Benefits of TUIP are less blood loss, less surgery-related complications, shorter hospital stay and recovery time; and less risk of retrograde ejaculation and urinary incontinence as compared to TURP.However, TUIP is less effective in providing symptom relief and/or symptoms return faster over a shorter period of time in some patients requiring a follow up treatment with TURP. TUIP is not the most effective method of treatment for a large-sized prostate.
Open prostatectomy is a type of surgery where an incision is made in the abdomen to remove the prostate. With availability of many effective and less invasive options, open prostatectomy is rarely used in the treatment of BPH.
An open prostatectomy is reserved only for very few men with severely enlarged prostates and in patients suffering from other problems that need simultaneous correction during surgery.

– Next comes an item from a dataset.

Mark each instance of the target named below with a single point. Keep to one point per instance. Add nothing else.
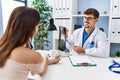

Minimally Invasive Treatments (MITs)
Minimally invasive methods are those that hurt the least. With modern technology and research, minimally invasive treatments are aimed at treating BPH through simpler procedures with less complications. These treatment modalities generally use heat, laser, or electrovaporization to remove excess tissue from the prostate. All of these treatments use a transurethral approach (going up through the urethra in the penis).
Benefits of minimally invasive treatments are: shorter hospital stay, need for minimal anaesthesia, less risks and complications than standard prostate surgery, and shorter patient recovery times.
Disadvantages of these methods are: less effectiveness than standard TURP, more likely to need surgery again after 5 or 10 years, non availability of prostate tissue for histopathological examination (to exclude hidden prostate cancer) and fewer long-term studies for their safety and efficacy. Important additional drawback is that minimally invasive treatments (MITs) are not available in majority of developing countries and are currently more expensive.
Different minimally invasive treatments used in BPH are transurethral microwave thermotherapy (TUMT), transurethral needle ablation (TUNA), water-induced thermotherapy (WIT), prostate stents and transurethral laser therapy.
- Transurethral Microwave Thermotherapy (TUMT): In this procedure,microwave heat is used to burn excess prostate tissue blocking urine flow.
- Transurethral Needle Ablation of the Prostate (TUNA): In this procedure, radiofrequency energy is used to coagulate and necrose excess prostate tissue blocking urine flow.
- Water-Induced Thermotherapy (WIT): In this technique, hot water causes heat-induced coagulation and necrosis of the excess prostate tissue.
- Prostatic Stents: In this technique, a stent is placed within the narrowed area of the prostatic urethra. The stent keeps the channel open and allows easy urination. Stents are flexible, self-expanding titanium wire devices shaped like small springs or coils.
- Transurethral Laser Therapy: In this technique, laser energy destroys the obstructing portions of the prostate by heating.
When should a patient with BPH consult a doctor?
Patients with BPH should consult a doctor in case of:
- Complete inability to urinate.
- Pain or burning during urination, foul-smelling urine, or fever with chills.
- Blood in the urine.
- Loss of control of urination causing wetting of underclothes.